Any ideas on a one-line Bash command to achieve this?

I currently have this:

grep -a '^>' test.fasta |
awk '{print $1}

which gives me the first lines and the ID's but cant seem to figure out the rest!

Solution

Here's a simple sed script:

sed -n 's/^>[^0-9]*\([0-9][0-9]*\).*description=/\1\t/p' test.fasta

This simply looks for a line which begins with > and perhaps some non-numbers followed by numbers, followed by description= somewhere later on the line, and replaces that part with just the numbers and a tab, and prints the resulting line.

(This assumes the first sequence of digits on the line is the ID. It alse requires that your sed interprets \t as a literal tab, which isn't entirely portable.)

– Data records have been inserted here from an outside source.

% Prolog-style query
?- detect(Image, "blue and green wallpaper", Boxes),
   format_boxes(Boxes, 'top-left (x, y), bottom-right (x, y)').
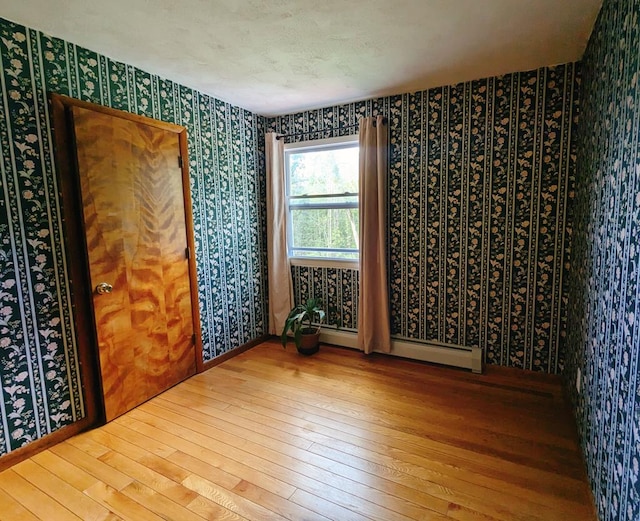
top-left (0, 17), bottom-right (267, 455)
top-left (270, 64), bottom-right (579, 373)
top-left (291, 266), bottom-right (359, 331)
top-left (566, 0), bottom-right (640, 519)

The same could easily be recast into Awk, though it's arguably less elegant.

awk -F . 'BEGIN { OFS="\t" }
    /^>/ { d=$0; sub(/.*description=/, "", d); print $2, d }' test.fasta

which assumes the interesting part of the ID is between the first and second dots always, and avoids the useless grep.

This declares dot as the field separator with -F . and the output field separator OFS as tab, then extracts everything after description= from the original input line $0 into the variable d on lines which begin with >, then prints the second field and d.

I had to guess some requirements; if my guesses are wrong, please edit your question to clarify exactly how the numeric ID should be extracted, for example.